Tags: #Intriga, Policíaco

Morir a los 27 (21 page)

—¿Tiene usted alguna idea de quién o por qué le han asesinado? —preguntó Villanueva, incapaz de esperar a que Bruce terminara su visita al museo para empezar el interrogatorio.

El bajista pareció no haber escuchado la pregunta, porque en lugar de contestar, señaló hacia la parte izquierda del cuadro.

—¿Sabe qué es ese instrumento? —Villanueva hizo un gesto negativo con la cabeza—. Lo podemos considerar el bajo eléctrico del siglo XVI, la viola da gamba. Se tocaba con arco, ¿lo ve? —Su dedo estuvo a punto de entrar en contacto con el lienzo—. Yo a veces, en los conciertos, también toco el bajo con arco. Ya sabe, como hacía Jimmy Page con la guitarra.

Al ver que Bruce estaba absorto en la pintura, el subinspector se ofreció a esperarle en la cafetería, pero el músico le rogó que se quedara.

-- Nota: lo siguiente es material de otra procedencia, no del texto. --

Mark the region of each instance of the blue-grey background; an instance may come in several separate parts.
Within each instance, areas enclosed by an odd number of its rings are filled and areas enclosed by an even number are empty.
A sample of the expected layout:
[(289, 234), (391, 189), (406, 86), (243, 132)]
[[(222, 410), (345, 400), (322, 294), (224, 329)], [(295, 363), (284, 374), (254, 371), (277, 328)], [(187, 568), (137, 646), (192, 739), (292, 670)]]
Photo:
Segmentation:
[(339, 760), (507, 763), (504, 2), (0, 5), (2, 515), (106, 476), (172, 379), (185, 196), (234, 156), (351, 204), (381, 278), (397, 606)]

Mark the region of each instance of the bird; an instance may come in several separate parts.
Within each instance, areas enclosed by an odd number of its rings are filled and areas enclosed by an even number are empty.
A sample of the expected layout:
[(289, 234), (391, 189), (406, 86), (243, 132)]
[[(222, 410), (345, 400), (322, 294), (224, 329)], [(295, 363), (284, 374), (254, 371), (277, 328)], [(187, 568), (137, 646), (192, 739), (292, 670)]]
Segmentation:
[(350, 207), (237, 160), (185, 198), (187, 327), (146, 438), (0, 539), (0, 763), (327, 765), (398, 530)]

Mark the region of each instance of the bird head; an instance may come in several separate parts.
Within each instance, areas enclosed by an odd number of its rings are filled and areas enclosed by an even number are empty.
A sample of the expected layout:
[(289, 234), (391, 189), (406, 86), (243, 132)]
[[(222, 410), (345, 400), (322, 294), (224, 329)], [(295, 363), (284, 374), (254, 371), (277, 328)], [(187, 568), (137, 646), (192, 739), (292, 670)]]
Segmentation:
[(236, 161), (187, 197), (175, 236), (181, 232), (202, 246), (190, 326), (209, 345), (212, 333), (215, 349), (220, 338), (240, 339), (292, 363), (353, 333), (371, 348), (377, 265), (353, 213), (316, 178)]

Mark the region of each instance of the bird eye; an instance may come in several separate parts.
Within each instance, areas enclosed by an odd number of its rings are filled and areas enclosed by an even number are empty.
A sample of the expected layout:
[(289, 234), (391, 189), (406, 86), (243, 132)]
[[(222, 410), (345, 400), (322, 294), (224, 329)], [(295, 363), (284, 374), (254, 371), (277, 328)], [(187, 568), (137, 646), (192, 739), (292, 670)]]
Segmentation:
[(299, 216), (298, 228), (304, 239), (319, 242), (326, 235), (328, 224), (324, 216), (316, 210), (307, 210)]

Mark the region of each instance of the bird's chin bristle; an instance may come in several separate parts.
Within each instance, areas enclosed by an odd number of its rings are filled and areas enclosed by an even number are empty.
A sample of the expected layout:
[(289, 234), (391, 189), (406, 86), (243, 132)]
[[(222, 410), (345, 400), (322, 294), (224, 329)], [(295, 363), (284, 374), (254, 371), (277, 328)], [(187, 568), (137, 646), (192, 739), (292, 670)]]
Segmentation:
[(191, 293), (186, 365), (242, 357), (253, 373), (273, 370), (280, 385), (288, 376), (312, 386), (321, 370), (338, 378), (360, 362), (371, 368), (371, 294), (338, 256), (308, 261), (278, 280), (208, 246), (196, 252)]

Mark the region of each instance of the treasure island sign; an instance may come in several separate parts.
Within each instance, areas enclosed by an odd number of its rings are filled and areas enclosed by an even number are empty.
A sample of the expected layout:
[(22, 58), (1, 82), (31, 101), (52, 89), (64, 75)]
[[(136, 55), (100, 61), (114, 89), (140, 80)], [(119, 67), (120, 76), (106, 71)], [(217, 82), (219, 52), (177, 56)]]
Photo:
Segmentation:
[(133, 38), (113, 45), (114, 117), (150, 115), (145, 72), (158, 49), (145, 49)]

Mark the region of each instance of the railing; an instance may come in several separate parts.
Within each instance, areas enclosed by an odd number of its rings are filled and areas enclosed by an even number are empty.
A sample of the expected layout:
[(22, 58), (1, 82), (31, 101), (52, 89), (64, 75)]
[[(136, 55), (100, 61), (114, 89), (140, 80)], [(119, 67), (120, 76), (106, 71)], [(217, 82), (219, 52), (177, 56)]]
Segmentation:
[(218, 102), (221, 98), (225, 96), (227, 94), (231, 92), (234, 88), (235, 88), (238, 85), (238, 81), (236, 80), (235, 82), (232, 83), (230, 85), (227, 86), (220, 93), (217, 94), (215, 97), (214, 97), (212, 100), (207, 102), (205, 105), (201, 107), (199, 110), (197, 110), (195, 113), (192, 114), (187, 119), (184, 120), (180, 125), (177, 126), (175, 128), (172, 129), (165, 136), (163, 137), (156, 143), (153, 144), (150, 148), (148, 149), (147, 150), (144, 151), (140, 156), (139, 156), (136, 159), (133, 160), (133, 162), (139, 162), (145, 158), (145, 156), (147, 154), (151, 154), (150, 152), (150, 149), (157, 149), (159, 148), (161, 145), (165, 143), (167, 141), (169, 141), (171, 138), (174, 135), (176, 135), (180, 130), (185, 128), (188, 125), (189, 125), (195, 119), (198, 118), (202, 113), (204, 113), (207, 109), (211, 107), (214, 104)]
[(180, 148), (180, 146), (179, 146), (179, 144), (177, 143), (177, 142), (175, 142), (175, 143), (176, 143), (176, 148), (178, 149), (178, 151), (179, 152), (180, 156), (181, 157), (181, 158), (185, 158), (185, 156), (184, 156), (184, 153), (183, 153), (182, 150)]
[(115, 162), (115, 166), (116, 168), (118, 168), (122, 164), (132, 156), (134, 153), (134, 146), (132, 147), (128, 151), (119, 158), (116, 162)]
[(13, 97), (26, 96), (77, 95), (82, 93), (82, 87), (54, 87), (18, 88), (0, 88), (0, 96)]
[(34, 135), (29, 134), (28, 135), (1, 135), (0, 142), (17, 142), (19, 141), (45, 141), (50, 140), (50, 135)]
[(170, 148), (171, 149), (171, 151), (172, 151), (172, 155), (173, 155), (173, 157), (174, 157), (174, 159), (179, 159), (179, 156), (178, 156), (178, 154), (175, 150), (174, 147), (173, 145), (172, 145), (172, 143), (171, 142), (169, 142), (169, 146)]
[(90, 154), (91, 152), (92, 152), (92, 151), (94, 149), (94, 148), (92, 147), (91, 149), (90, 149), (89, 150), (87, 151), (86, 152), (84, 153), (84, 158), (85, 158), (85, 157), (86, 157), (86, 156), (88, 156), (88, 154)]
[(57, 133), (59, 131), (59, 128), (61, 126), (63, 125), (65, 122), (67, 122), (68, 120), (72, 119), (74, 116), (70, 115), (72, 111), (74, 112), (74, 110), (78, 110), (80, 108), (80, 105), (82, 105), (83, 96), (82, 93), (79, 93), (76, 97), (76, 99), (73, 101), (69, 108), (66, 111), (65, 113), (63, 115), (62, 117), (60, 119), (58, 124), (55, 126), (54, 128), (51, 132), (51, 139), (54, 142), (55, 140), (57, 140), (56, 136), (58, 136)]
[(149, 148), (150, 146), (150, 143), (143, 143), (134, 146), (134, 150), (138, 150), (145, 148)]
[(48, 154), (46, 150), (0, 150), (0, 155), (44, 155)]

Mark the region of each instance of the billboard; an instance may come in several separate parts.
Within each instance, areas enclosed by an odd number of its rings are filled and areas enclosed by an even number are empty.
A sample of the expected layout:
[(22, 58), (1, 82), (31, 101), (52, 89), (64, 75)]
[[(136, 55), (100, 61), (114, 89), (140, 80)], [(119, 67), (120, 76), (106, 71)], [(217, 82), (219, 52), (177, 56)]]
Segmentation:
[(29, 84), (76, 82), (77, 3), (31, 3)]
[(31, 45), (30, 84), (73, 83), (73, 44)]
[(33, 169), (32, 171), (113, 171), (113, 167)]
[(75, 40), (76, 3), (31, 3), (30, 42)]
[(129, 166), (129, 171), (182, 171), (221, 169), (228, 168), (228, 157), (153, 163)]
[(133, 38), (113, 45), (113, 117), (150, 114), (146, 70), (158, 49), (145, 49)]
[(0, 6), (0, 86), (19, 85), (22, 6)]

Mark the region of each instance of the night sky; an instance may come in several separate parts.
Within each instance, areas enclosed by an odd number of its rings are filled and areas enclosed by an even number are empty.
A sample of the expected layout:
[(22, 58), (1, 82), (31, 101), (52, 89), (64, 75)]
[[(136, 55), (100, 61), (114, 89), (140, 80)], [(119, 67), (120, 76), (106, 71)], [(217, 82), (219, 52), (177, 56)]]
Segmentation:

—Me gustan los detectives —dijo—. ¿Será porque fue un escocés como yo el que creó al más grande de todos ellos? Me refiero a Sherlock Holmes, naturalmente. —Hizo un gesto con la mano, como para indicar que la visita proseguía—. John me dijo que no podíamos perdernos el Tiziano,
Venus recreándose en el amor y la música
—añadió.

Luego adoptó un semblante grave y respondió a la pregunta de Villanueva, sobre la que parecía haber estado reflexionando durante todo el tiempo.

—En 1924 —comenzó Bruce— le preguntaron al gran escalador inglés George Mallory por qué quería escalar el Everest. «Porque está ahí», respondió. Creo que con John ha ocurrido lo mismo. Se lo han cargado porque sí, porque estaba ahí. No tenía escolta y cualquier pirado con ganas de asociar para siempre su nombre al de él pudo hacerlo.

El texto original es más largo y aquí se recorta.